Someone handed Karen a beer.

"That's it? You didn't wonder why he has the nerve now?"

"You mean another woman? That was my first question, but he said no."

Now we had to tell her. So we did. No-one mentioned the Visa bill, but we confessed to knowing about this mess all along. We made it clear that we were on Karen's side. And poor Ben's, too.

Ben had barely jumped down from his truck when Bonnie told him about her and Lou. We held our breaths, wondering what Ben might do. But all he did was march over to Karen's house with a bottle of Kahlua, and they stayed under a blanket until dawn.

"You're joking!" screamed our friend when she phoned from the city. "Karen and Ben? This is too much! What about Lou and Bonnie?"

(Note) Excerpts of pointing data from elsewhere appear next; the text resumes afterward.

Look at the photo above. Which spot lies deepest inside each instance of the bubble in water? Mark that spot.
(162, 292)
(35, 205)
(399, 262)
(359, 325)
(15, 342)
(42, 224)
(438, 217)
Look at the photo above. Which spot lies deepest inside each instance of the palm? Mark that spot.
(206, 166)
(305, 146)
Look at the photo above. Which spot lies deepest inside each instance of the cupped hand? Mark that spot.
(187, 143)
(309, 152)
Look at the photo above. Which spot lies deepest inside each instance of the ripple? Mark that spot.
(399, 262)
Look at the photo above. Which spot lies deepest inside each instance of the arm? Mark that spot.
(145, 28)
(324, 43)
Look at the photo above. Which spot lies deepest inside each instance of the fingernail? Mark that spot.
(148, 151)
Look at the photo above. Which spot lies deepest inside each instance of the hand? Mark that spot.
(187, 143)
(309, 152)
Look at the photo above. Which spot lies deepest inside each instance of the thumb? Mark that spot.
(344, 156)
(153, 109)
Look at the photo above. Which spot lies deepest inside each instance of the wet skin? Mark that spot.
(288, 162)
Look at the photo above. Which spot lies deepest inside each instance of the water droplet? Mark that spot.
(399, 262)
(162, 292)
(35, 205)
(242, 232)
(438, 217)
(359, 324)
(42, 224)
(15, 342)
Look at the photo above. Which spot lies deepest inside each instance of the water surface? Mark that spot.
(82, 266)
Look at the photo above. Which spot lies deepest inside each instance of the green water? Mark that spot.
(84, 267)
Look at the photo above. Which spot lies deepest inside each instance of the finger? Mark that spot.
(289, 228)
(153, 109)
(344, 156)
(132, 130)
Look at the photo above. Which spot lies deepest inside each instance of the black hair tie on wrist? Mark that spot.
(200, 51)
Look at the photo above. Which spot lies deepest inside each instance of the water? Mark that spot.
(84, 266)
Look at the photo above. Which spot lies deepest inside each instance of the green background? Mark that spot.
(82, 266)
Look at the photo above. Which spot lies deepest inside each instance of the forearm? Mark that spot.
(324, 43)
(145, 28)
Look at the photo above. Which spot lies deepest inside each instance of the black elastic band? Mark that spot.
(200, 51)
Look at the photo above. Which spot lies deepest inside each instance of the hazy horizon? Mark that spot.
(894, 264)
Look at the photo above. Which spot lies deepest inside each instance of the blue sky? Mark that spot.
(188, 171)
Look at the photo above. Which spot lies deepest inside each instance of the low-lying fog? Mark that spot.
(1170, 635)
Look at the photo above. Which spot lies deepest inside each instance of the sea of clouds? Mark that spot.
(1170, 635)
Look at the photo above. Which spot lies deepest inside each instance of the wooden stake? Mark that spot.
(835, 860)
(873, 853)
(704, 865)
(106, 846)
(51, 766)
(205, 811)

"They'll find out soon enough."

We felt that everyone should know. It seemed only fair to their kids. Hell, even our own kids were traumatized by the news.

Yes, it has been quite confusing for everyone, seeing Lou's car in Bonnie's driveway and Ben's truck parked in front of Karen's house. They've even traded around some of the kids. The worst is that they all seem to tingle with an energy none of us have felt in years. We imagine they have their moments of grief or guilt, but they insist this is the best thing to have ever happened. This whole thing makes our own marriages seem like an awful lot of work.